The majority of Italy’s 35,000 Jews is united behind Israel in the face of criticism of its tough measures to quell the continuing Palestinian riots, according to the chief rabbi of Rome.

He conceded, however, that a small minority of leftist Jews is sharply critical of Israel’s policy, a position he disputes.

“I believe that as Jews we should keep our differences to ourselves,” Rabbi Elio Toaff, 73, said in an exclusive interview last week during a U.S. visit. The interview was conducted in Hebrew at Diva Restaurant, the only dairy kosher Italian eatery in New York.

The chief rabbi said that a recent appeal criticizing the Israeli government and signed by 500 Italian Jews comprised only leftist Jews from Milan “who believe that the interests of the (the Communist Party) surpass the interests of the Jewish people.”

But he noted that he banned a proclamation in support of Israel by the Rome Jewish community because of his belief that Jews should keep their opinions to themselves.

“In Rome most of the Jewish community is supportive of Israel,” Toaff said.

The chief rabbi accused the Italian media of biased coverage of the disturbances and the Israeli counter-measures in the administered territories.

“The Italian media have grossly exaggerated the actions of the Israeli government. The reports lacked objectivity. After all, you can not blame only one side and accuse it with all that goes wrong while saying that the other side is blameless,” Toaff said.

SAID AVERAGE ITALIAN SUPPORTIVE

Despite the media barrage, the chief rabbi said, “the man in the street” is still supportive of the Jewish state.

Toaff acknowledged reports that anti-Semitism in Italy has increased as a result of the worsening image of Israel.

“Look, anti-Semitism has never completely disappeared in Italy. And whenever something happens in the Land of Israel–there is an increase in anti-Semitism in Italy. After all, the extreme-right parties in Italy have always been anti-Semites, and they still are. And so is the extreme left,” he said.

Italian Jewry is therefore “concerned, but not surprised” at finding “anti-Semitic slogans painted across walls in Rome, and especially on stores owned by Jews.
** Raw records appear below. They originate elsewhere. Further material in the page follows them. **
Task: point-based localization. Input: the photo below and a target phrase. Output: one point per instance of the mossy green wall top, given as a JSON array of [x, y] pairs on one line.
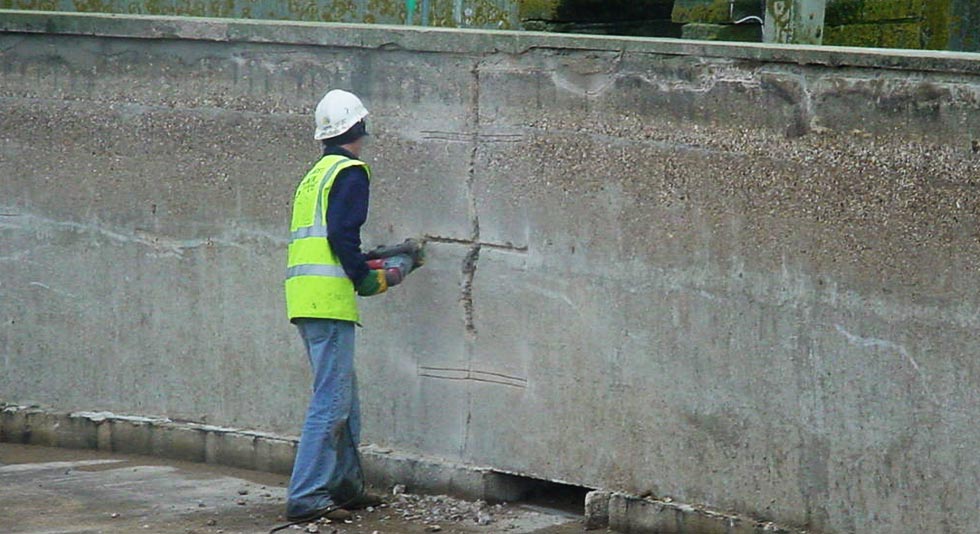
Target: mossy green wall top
[[468, 13]]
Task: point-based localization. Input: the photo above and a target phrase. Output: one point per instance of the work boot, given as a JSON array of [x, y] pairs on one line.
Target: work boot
[[339, 514], [364, 500], [312, 515]]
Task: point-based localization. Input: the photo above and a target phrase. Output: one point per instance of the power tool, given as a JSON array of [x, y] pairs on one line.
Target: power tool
[[397, 261]]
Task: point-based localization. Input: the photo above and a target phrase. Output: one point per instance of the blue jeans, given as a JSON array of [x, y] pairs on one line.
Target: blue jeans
[[327, 469]]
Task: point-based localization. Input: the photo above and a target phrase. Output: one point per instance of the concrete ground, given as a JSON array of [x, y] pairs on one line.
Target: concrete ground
[[71, 491]]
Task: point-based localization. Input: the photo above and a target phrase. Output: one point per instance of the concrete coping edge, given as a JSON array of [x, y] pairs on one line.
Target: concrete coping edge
[[384, 467], [466, 41]]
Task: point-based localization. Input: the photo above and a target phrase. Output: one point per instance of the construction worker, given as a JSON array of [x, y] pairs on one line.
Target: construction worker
[[325, 269]]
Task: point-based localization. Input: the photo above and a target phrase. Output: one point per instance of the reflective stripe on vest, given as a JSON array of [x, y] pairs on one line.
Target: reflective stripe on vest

Some of the slogans said ‘Jews to the ovens,’ ‘Let’s make soap out of the Jews’ or ‘The Jews Must Die,’ ” he said.

According to Toaff, the current anti-Semitism is milder than the anti-Jewish and anti-Israel feelings that prevailed in Italy during the Israeli war in Lebanon in 1982.

The chief rabbi said that he is concerned over the recent anti-Semitic mood in his country, but he said he does not fear violence against Italian Jews.

Toaff arrived in New York in connection with the publication of his book “Perfidious Jews, Elder Brother,” his life story interwoven with that of his Jewish community. Few American publishers have expressed interest in publishing the book in the United States, Toaff said.

He also came here, he said, to introduce a new line of kosher Italian food prepared under his supervision on behalf of the municipality of Rome.